Il trattamento della scabbia si basa sull’applicazione di prodotti che uccidono l’acaro responsabile (acaricidi). L’applicazione per via topica deve essere effettuata con cura ricoprendo tutto il corpo dal collo sino alla punta delle dita dei piedi, comprese le regioni palmari, plantari e la regione inguinale, con l’eccezione del viso e del cuoio capelluto. La terapia di prima scelta è a base di permetrina al 5% in crema da applicare su tutto il corpo e da rimuovere con acqua dopo 8-14 ore. In genere la terapia viene ripetuta a distanza di una settimana.
In alcuni casi può essere raccomandata invece della terapia locale una terapia per bocca. Il principio attivo usato in questi casi è l’ivermectina.

E’ VERO CHE CI SONO FARMACI PER LA SCABBIA CHE POSSONO ESSERE ASSUNTI IN GRAVIDANZA?VERO. La permetrina è l’unico trattamento raccomandato anche in gravidanza e allattamento.E’ VERO CHE PRIMA DEL TRATTAMENTO SULLA CUTE BISOGNA EVITARE IL BAGNO CALDO?VERO. E’ importante evitare il bagno caldo prima di applicare il trattamento sulla cute perché il bagno caldo, favorendo la dilatazione vascolare, favorisce l’assorbimento dell’acaricida e il suo passaggio nel circolo sistemico, rimuovendolo dalla sede di azione cutanea e aumentando il rischio di effetti indesiderati sistemici.E’ VERO CHE SE SI SOSPETTA UNA INFESTAZIONE DA SCABBIA È IMPORTANTE RIVOLGERSI AL MEDICO?VERO. Se si sospetta di avere una infestazione da scabbia si raccomanda di rivolgersi al medico e di non applicare alcun prodotto senza aver consultato il medico. L’uso improprio di alcuni prodotti, specialmente a base di cortisone, potrebbe determinare un miglioramento dei sintomi momentaneo ma non risolutivo e potrebbe rendere più difficile la diagnosi corretta.E’ VERO CHE LA TERAPIA CON UN FARMACO ACARICIDA FA PASSARE IMMEDIATAMENTE IL PRURITO?FALSO. Al termine della cura può persistere il prurito (anche 15 giorni dopo la terapia) perché il trattamento uccide l’acaro ma il suo corpo rimane nella cute e continua a creare uno stimolo allergico. In questi casi il medico prescriverà un farmaco per il controllo del prurito. Per trattare il prurito si può ricorrere a emollienti in maniera intensiva oppure può essere necessario cambiare la terapia acaricida. Si consiglia di non ricorrere a docce troppo frequenti perché l’uso dei detergenti potrebbe seccare la cute peggiorando la sensazione di prurito.

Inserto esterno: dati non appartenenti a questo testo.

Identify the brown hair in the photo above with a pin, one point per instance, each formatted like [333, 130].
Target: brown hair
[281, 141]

Quali comportamenti bisogna adottare per prevenire un’epidemia?

Per prevenire un’epidemia si raccomanda di evitare il contatto diretto con le persone infestate inoltre è opportuno trattare tutti i familiari, chi abita nello stesso locale e il partner sessuale anche se apparentemente queste persone non manifestano i sintomi della malattia. Inoltre andrebbero trattate le persone a stretto contatto con il nucleo familiare infestato, amici molto stretti, collaboratrici domestiche o compagni di classe dei figli, se frequentano la casa.

E’ VERO CHE È IMPORTANTE LAVARE TUTTI I VESTITI DELLA PERSONA INFESTATA ALMENO A 60 °C?VERO. Il rischio di diffusione tramite indumenti, biancheria da letto e asciugamani è basso, ma può aumentare in caso di scabbia crostosa. Si raccomanda quindi di lavare abiti e biancheria da letto frequentemente e ad alta temperatura (60 °C). I locali, i tappeti e i mobili imbottiti utilizzati da un soggetto affetto da scabbia devono essere puliti e aspirati dopo l’uso e il sacchetto dell’aspirapolvere va immediatamente scartato. I materassi e gli ambienti domestici vanno disinfettati con strumenti a getto di vapore. Gli oggetti che non possono essere lavati ma che sono utilizzati dalla persona infestata devono essere tenuti chiusi in un sacchetto di plastica per un paio di giorni.